Mentors are an important way to promote by being invited into networks that will, in turn, give them the connections they need.

These networks also inform workers about job openings. 

However, women may not always have the professional connections and networks that their male colleagues enjoy. 

“The study showed that women were less likely than men to say they’ve received tangible support from managers in attaining higher-level leadership positions despite being equally likely to share those aspirations. Female managers were also less likely than male managers to say employees in their company are made aware of internal job openings,” wrote Matt Gonzales for SHRM.

So, seek professional connections at your organization. Whether you meet regularly with a cohort or build relationships with another female leader, forging these connections is a smart way to secure a leadership role.


👩‍💼 Believe that you can achieve your goals.

One of the factors that keep women stuck is they are more risk-averse than men.

This can translate into deciding not to apply for high-powered jobs or negotiate salaries. 

So, women need to recognize their natural psychological or cultural self-beliefs and aim to overcome them in the workplace. If you’re not being assertive throughout your career, you may not progress enough to land an executive role. 

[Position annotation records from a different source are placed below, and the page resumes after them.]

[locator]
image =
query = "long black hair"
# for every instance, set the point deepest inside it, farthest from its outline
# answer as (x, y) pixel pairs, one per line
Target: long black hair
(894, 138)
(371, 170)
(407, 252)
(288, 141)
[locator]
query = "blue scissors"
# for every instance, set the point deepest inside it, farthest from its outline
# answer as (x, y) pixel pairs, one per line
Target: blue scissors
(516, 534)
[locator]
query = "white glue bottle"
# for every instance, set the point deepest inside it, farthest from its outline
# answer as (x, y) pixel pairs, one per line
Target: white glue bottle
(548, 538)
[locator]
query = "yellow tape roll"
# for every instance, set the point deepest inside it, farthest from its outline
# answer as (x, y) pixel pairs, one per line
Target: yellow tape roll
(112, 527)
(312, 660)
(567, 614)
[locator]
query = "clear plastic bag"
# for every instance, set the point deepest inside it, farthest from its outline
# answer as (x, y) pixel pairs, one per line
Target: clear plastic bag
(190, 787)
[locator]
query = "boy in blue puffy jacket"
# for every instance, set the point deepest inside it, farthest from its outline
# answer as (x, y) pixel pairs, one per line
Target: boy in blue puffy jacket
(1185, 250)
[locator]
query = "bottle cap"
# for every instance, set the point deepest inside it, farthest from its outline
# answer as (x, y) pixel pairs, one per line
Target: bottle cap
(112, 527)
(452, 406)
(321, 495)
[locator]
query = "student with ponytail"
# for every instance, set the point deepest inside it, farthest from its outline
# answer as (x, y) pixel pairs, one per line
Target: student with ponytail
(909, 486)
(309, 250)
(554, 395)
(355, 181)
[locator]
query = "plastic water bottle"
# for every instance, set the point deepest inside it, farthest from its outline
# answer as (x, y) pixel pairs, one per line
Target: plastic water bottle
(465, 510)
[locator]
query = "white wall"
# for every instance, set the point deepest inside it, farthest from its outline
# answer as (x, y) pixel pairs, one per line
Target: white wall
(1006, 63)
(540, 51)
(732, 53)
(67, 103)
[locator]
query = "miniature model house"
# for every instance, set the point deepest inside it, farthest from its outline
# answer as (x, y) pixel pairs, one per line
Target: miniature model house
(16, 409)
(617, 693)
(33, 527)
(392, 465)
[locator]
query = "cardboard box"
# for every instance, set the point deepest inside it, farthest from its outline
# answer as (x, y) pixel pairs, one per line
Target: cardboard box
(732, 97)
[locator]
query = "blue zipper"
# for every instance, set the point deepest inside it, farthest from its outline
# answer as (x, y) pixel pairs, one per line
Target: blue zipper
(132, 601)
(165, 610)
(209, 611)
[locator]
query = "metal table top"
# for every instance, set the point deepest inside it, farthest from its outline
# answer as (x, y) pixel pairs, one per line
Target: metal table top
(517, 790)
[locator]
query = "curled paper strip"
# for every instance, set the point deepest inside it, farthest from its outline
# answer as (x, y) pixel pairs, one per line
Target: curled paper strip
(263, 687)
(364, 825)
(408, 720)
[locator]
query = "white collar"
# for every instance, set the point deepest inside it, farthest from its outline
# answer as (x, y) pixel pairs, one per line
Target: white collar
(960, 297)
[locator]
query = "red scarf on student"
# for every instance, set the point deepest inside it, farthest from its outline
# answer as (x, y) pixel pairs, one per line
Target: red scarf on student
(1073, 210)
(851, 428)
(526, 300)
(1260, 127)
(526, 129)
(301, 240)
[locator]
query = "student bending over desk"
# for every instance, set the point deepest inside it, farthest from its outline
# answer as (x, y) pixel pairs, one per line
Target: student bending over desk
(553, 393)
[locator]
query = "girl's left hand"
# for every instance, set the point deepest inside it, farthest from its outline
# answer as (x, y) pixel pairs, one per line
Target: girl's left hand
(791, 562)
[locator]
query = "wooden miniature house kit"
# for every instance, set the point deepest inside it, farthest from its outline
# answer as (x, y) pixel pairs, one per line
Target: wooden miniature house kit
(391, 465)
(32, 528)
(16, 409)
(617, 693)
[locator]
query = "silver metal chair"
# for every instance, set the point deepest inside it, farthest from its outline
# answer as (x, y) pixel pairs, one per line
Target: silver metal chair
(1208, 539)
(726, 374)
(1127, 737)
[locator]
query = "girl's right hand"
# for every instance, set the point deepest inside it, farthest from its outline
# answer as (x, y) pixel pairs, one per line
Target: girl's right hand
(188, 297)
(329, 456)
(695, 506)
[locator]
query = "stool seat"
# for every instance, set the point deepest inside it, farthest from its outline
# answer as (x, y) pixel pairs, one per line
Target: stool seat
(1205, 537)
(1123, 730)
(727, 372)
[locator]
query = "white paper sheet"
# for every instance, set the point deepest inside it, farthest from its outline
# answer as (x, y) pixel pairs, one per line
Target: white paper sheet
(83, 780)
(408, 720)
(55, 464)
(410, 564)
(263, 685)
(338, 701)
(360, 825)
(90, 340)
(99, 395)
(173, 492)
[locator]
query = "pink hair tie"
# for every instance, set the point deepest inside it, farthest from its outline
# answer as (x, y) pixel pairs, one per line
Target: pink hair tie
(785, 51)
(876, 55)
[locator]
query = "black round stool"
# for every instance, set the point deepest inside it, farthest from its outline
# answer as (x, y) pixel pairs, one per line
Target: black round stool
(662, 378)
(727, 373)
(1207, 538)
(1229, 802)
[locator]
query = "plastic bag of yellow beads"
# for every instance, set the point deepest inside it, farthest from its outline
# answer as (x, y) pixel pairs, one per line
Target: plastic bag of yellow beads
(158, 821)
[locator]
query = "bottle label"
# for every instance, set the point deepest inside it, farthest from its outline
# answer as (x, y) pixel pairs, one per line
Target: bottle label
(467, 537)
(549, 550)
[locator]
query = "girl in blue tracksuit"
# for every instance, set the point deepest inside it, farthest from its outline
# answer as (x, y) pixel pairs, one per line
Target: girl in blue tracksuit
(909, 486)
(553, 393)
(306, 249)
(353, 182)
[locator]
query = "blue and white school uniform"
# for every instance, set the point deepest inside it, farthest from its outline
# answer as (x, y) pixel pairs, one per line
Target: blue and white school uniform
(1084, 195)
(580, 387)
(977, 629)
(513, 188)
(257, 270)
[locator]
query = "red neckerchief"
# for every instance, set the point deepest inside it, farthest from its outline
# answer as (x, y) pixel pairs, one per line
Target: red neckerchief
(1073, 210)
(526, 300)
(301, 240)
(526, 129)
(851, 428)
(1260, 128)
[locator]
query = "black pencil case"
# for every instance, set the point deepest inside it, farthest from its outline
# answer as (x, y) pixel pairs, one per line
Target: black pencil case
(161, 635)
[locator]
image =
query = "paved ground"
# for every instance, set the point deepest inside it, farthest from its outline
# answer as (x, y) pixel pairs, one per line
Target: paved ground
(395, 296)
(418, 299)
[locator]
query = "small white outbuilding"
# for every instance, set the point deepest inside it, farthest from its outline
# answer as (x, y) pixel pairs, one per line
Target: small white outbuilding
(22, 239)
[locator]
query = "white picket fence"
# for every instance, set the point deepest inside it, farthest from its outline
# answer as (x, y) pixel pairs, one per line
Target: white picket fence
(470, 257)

“Women often start off neglecting to negotiate a better compensation package. This happens because we don’t know our worth. Women need to do the leg work to find out what others are making in the company or in the field. This is oftentimes not readily available information, but it is still worth trying to find it,” said Forbes contributor Terina Allen.


Breaking through the Glass Ceiling


Since 2015, more women have moved into executive roles in the United States.

Though they still face barriers, women can be proactive in securing employment at gender-equitable organizations and finding mentors who will support them in their careers. 

What’s more, women need to believe in their worth and value. Men are riskier in their workplace behaviors – which may lead to higher pay and more perks. In turn, women should use similar tactics to demonstrate, as Allen notes, “their power to lead.”